O Conselho Nacional da Amazônia Legal foi reativado em fevereiro de 2020, vinculado à vice-Presidência da República. Originalmente, o órgão foi criado em 1995, durante o governo Fernando Henrique Cardoso, subordinado ao Ministério do Meio Ambiente, embora nunca tivesse mostrado ao que veio. Tudo leva a crer que devia ter continuado assim: as três missões de Garantia da Lei e da Ordem (GLO) promovidas pelas Forças Armadas no combate a crimes ambientais na Amazônia consumiram R$ 550 milhões e não reduziram o desmatamento na maior floresta tropical do mundo. Muito ao contrário, só em maio último, foram abaixo 1.180km² de verde, a maior destruição para este mês desde 2016. Essa dinheirama equivale a quase seis vezes o orçamento do Ibama em 2020 para fiscalização e licenciamento ambientais, e gestão da biodiversidade.
Os militares também se aboletaram na Funai: eles ocupam as chefias de 19 das 39 coordenações regionais da fundação, contra duas de servidores públicos, como o Bruno Pereira – as demais foram tomadas por policiais militares e federais, ou por funcionários de cargos comissionados. Desde 2017 já se sabia que o crime organizado estava tomando conta da região onde o jornalista e o indigenista desapareceram; mas de lá para cá, a situação só piorou. Entre 2018 e 2019, a Base de Proteção Ituí-Itacoaí foi atacada a tiros oitos vezes; em setembro de 2019, assassinaram o funcionário da Funai Maxciel Pereira dos Santos, que denunciava e combatia invasões naquela área. O crime permanece impune. Três meses depois, a Justiça condenou o governo federal por omissão e determinou que as bases locais fossem reforçadas; a ordem, porém, foi ignorada.
Há seis meses, do outro lado da fronteira, um posto da polícia peruana de Puerto Amelia foi atacado por 20 criminosos que roubaram oito fuzis, uma metralhadora e três mil cartuchos de bala. Os tiros foram ouvidos em Atalaia do Norte, cidade de 20.868 habitantes, que fica na região onde Bruno e Dom desapareceram. “As duas pessoas entram numa área que é perigosa sem pedir uma escolta, sem avisar efetivamente as autoridades competentes e passam a correr risco, né?”, também disse Mourão sobre o episódio. “Se o lugar onde a gente trabalha é perigoso e precisa de escolta armada, tem uma coisa muito errada aí. E a culpa não é nossa”, rebateu a antropóloga Beatriz Matos, mulher de Bruno. O general da reserva procurou uma justificativa e achou um veredicto: culpado.

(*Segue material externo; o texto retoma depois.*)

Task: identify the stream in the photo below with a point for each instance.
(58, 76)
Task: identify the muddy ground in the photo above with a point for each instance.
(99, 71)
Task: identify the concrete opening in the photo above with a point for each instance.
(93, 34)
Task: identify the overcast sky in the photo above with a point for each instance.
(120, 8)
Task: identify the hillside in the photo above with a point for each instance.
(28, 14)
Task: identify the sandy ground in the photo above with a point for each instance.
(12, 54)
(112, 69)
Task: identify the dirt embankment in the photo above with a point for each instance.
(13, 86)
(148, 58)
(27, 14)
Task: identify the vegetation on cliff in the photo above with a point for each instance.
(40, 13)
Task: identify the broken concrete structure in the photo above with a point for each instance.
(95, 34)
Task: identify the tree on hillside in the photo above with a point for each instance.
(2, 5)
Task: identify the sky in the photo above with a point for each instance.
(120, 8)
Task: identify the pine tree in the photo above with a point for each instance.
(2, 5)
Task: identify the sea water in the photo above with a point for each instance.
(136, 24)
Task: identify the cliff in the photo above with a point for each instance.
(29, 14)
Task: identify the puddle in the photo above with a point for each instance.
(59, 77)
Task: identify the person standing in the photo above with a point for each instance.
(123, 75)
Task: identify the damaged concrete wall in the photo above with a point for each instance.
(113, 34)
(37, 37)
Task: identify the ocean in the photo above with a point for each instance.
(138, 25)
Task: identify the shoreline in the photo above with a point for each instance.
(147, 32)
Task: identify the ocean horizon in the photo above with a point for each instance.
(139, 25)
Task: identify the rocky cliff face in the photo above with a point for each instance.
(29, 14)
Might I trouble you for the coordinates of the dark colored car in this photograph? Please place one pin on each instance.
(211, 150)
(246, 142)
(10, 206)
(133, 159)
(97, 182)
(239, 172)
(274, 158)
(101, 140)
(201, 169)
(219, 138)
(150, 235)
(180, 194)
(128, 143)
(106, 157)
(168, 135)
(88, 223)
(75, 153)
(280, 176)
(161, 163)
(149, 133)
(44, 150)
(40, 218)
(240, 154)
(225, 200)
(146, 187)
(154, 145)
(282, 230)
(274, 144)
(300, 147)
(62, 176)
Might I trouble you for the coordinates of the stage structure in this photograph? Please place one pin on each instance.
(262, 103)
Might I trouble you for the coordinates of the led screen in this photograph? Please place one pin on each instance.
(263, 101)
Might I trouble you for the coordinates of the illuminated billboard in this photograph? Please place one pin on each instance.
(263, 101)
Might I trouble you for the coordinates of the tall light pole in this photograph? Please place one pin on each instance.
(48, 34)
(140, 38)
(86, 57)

A autoproclamada eficiência militar virou lenda do boitatá? Como esquecer a desastrosa passagem de outro general, Eduardo Pazuello, pelo Ministério da Saúde, no auge da pandemia de Covid-19? Os amazonenses, em especial, talvez jamais se curem desse trauma. Antes de assumir a pasta, em 2020, ele foi comandante da 12ª Região Militar, em Manaus. Considerado especialista em logística, esqueceu-se de abastecer os hospitais da capital amazonense com cilindros de oxigênio. Seu, digamos, descuido levou os hospitais da cidade a entraram em colapso e pelo menos 31 pessoas à morte, em dois dias. Quando foi efetivado ministro da Saúde, em 16 de maio de 2020, o Brasil contabilizava 233 mil casos e 15.633 mortes por Covid-19; ele deixou o cargo em 15 de março do ano seguinte com mais de 11,5 milhões de infectados, e cerca de 280 mil mortos.

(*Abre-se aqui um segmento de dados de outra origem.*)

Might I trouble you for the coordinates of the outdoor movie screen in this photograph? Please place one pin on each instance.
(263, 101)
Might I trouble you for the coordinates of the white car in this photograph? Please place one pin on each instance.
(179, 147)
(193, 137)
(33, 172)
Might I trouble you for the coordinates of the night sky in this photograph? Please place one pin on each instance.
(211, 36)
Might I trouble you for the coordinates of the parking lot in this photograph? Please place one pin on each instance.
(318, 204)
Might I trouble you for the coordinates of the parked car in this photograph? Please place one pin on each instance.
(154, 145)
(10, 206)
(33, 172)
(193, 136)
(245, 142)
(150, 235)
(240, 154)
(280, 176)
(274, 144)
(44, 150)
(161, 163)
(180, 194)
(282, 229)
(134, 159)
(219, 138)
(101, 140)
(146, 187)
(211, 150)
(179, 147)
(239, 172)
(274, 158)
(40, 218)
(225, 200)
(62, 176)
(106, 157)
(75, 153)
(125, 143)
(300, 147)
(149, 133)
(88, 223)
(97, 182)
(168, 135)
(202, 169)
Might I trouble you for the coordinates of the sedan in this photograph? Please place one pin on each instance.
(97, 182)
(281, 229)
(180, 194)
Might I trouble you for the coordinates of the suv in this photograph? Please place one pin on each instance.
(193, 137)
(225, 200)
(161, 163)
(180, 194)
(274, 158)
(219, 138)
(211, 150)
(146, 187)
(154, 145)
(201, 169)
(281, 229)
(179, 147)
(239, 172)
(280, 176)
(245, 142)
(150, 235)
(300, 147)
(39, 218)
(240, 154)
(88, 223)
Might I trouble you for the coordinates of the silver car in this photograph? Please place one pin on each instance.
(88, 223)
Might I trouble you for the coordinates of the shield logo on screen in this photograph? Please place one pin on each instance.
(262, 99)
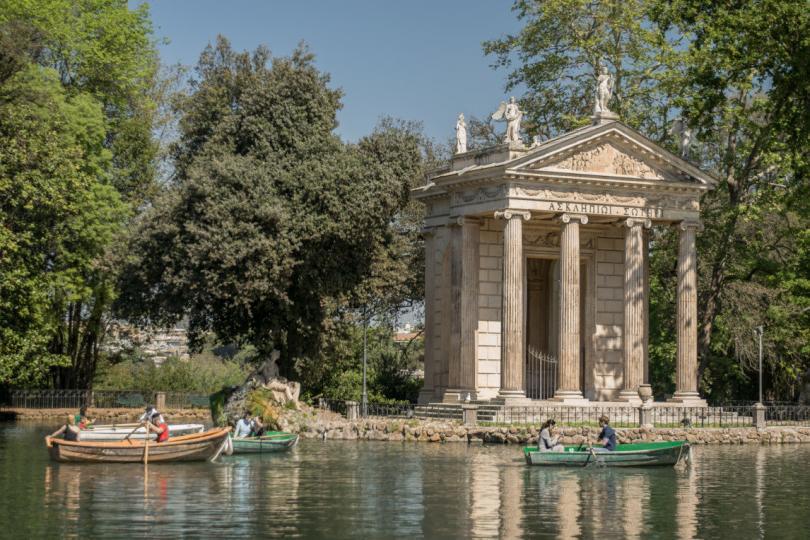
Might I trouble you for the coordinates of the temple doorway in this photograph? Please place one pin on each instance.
(543, 326)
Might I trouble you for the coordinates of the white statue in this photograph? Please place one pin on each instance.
(512, 114)
(604, 90)
(683, 132)
(461, 134)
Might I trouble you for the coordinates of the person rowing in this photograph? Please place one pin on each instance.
(157, 424)
(607, 437)
(549, 441)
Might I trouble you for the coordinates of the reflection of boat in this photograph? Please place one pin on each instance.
(194, 447)
(625, 455)
(117, 432)
(272, 441)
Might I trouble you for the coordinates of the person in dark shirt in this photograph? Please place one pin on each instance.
(607, 437)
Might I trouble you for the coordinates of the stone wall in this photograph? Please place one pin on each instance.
(396, 430)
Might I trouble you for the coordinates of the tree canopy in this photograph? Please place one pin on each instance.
(272, 222)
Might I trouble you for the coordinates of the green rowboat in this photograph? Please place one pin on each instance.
(625, 455)
(271, 441)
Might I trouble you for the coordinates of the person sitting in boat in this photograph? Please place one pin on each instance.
(607, 437)
(549, 442)
(69, 430)
(243, 427)
(256, 426)
(81, 419)
(158, 425)
(147, 415)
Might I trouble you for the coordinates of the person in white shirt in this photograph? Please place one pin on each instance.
(243, 427)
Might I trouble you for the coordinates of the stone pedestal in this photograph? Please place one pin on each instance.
(634, 321)
(686, 366)
(569, 342)
(512, 353)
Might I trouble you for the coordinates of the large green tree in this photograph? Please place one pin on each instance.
(738, 73)
(76, 157)
(271, 223)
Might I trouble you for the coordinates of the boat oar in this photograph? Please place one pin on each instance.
(146, 448)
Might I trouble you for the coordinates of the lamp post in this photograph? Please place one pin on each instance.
(364, 397)
(760, 330)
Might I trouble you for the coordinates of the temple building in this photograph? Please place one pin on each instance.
(536, 278)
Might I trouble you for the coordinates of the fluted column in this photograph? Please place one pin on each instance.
(570, 389)
(463, 355)
(512, 342)
(686, 365)
(426, 395)
(634, 322)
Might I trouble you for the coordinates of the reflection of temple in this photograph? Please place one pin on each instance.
(536, 267)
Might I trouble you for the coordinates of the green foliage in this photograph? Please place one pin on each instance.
(336, 372)
(75, 148)
(272, 224)
(204, 373)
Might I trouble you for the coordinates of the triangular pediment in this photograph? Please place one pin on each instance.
(605, 159)
(612, 151)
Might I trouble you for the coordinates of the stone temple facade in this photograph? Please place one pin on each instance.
(537, 268)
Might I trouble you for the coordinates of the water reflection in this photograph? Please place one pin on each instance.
(366, 490)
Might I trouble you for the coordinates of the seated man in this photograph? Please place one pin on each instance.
(549, 441)
(607, 437)
(158, 425)
(243, 427)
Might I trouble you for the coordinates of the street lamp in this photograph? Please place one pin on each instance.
(364, 397)
(760, 330)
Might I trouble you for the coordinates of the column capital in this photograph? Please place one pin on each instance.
(635, 222)
(509, 214)
(690, 224)
(568, 218)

Depois de sair do Ministério da Saúde, Pazuello foi designado para chefiar a Secretaria de Assuntos Estratégicos do Executivo. O que nos leva a pensar: será que não é incompetência, mas estratégia? Para Ailton Krenak, não há dúvida: “A Amazônia está sendo devorada, e o Brasil entrou no rodo com uma disposição voluntária de ser usado e abusado. Quando os sujeitos do governo falam em preocupação acerca da soberania, eles ocultam a má intenção de entregar todo esse território e virar as costas para a morte de Yanomami, a violência contra o corpo de crianças indígenas, o ataque contra lideranças e defensores dos que estão sendo assassinados semanalmente”.

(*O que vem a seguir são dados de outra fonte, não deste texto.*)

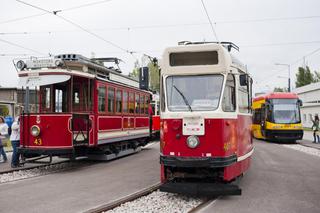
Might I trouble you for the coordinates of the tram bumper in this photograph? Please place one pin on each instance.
(31, 152)
(201, 189)
(285, 134)
(208, 162)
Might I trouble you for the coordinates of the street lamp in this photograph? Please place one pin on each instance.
(288, 65)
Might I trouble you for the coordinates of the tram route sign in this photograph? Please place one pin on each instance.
(193, 126)
(40, 63)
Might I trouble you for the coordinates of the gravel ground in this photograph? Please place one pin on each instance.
(308, 150)
(23, 174)
(159, 202)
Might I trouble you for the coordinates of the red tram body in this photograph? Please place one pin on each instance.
(155, 104)
(85, 109)
(205, 137)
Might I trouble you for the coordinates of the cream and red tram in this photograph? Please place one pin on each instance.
(84, 109)
(205, 138)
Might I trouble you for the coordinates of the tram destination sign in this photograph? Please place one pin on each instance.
(41, 63)
(193, 126)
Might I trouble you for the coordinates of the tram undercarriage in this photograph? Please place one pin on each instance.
(198, 182)
(102, 152)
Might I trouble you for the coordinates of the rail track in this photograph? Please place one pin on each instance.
(139, 194)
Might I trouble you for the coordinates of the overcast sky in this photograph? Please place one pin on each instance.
(267, 32)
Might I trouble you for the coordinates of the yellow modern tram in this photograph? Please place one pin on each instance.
(276, 116)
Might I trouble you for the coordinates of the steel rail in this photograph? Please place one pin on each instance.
(125, 199)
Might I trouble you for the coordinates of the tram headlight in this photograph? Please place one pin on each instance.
(193, 141)
(35, 130)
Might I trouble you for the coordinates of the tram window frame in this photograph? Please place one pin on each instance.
(162, 95)
(244, 103)
(45, 95)
(256, 118)
(230, 93)
(125, 102)
(118, 101)
(142, 103)
(102, 98)
(131, 107)
(137, 104)
(111, 101)
(58, 100)
(146, 107)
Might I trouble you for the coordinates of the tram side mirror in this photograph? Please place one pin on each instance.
(144, 78)
(243, 80)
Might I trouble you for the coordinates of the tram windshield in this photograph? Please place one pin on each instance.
(286, 111)
(193, 93)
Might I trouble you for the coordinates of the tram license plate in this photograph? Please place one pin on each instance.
(193, 126)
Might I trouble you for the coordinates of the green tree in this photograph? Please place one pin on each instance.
(304, 77)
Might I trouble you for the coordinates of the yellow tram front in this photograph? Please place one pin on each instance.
(276, 116)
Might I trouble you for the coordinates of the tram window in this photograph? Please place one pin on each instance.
(76, 98)
(193, 93)
(146, 106)
(119, 101)
(194, 58)
(45, 98)
(142, 104)
(125, 102)
(102, 99)
(131, 102)
(257, 116)
(229, 96)
(137, 104)
(58, 100)
(244, 98)
(111, 99)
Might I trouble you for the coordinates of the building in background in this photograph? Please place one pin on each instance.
(12, 101)
(310, 96)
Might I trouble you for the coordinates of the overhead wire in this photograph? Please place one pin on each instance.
(20, 46)
(62, 10)
(76, 25)
(292, 63)
(212, 28)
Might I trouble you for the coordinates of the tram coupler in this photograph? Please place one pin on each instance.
(201, 189)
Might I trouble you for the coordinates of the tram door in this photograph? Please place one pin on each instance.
(80, 129)
(81, 110)
(263, 120)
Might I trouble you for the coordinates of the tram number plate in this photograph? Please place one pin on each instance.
(193, 126)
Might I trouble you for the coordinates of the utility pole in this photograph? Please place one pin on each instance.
(289, 80)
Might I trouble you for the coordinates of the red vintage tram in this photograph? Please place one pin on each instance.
(205, 136)
(85, 109)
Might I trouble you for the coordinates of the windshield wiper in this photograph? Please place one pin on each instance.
(183, 97)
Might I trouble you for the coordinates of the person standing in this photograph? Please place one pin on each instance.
(315, 129)
(3, 132)
(15, 142)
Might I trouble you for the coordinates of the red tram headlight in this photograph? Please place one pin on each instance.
(193, 141)
(35, 130)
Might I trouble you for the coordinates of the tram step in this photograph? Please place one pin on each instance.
(201, 189)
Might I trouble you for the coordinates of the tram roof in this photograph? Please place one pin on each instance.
(43, 71)
(276, 95)
(207, 58)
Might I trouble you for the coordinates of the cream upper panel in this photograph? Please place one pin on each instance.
(223, 66)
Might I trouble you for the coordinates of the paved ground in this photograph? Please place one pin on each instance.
(84, 188)
(279, 180)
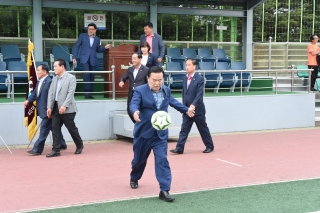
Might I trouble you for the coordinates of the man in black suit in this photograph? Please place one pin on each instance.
(192, 96)
(137, 75)
(40, 94)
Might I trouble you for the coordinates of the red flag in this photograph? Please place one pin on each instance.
(30, 113)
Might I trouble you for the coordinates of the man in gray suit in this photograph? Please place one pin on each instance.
(137, 75)
(62, 107)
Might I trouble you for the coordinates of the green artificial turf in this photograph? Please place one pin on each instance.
(290, 197)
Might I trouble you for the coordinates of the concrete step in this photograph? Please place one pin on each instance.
(287, 87)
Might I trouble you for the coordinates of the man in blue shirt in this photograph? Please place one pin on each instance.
(154, 40)
(89, 45)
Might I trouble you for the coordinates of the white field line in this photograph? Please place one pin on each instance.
(228, 162)
(156, 195)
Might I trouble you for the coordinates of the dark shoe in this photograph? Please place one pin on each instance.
(208, 150)
(79, 150)
(89, 96)
(133, 184)
(53, 154)
(63, 148)
(176, 151)
(33, 152)
(164, 195)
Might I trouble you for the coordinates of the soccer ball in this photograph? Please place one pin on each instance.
(160, 120)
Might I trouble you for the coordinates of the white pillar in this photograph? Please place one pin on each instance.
(153, 15)
(247, 26)
(37, 29)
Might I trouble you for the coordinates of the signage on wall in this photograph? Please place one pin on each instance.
(222, 27)
(98, 19)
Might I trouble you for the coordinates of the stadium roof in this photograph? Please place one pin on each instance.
(245, 4)
(241, 3)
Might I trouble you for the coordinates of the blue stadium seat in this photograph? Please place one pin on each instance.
(11, 53)
(60, 52)
(184, 66)
(302, 74)
(174, 55)
(3, 77)
(100, 62)
(212, 80)
(221, 56)
(176, 79)
(19, 66)
(191, 53)
(205, 55)
(78, 66)
(229, 79)
(68, 67)
(245, 78)
(41, 62)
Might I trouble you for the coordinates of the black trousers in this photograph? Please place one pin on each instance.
(130, 94)
(68, 120)
(314, 75)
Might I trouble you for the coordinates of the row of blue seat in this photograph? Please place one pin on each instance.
(212, 80)
(11, 53)
(64, 53)
(204, 55)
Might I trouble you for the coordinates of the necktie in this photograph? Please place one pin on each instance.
(189, 80)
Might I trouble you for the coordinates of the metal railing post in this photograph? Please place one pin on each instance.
(113, 83)
(276, 82)
(269, 62)
(287, 55)
(241, 83)
(12, 83)
(292, 77)
(309, 83)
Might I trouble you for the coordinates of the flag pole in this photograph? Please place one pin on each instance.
(33, 60)
(34, 134)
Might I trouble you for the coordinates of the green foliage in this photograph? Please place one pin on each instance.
(283, 22)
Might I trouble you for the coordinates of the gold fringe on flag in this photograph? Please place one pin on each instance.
(32, 127)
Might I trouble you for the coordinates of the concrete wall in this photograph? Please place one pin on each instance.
(224, 114)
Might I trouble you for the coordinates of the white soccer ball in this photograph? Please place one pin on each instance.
(160, 120)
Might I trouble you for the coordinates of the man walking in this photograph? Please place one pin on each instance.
(40, 94)
(192, 96)
(62, 107)
(89, 44)
(313, 51)
(148, 99)
(154, 40)
(137, 75)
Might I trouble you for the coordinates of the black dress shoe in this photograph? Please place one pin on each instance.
(79, 150)
(53, 154)
(176, 151)
(208, 150)
(89, 97)
(63, 148)
(33, 152)
(133, 184)
(164, 195)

Não é a natureza hostil que oferece perigo no Vale do Javari, mas os invasores e sua ganância, que se espalham como ervas daninhas – com a indisfarçável negligência ou até cumplicidade do poder público. “Vemos agora o último assalto a uma região do mundo com muita riqueza. É como se estivessem descobrindo de novo a América”, reflete Krenak. O que fazer? O autor do best-seller “Ideias para adiar o fim do mundo” aconselha: “A coisa está virulenta. Não se sabe mais de onde pode sair um ataque. Mas a gente vai superar esse momento. Não dá para nos desencorajarmos. Precisamos não cultivar a mentira e não nos associarmos a versões fajutas da realidade”. Que a verdade seja a nossa arma.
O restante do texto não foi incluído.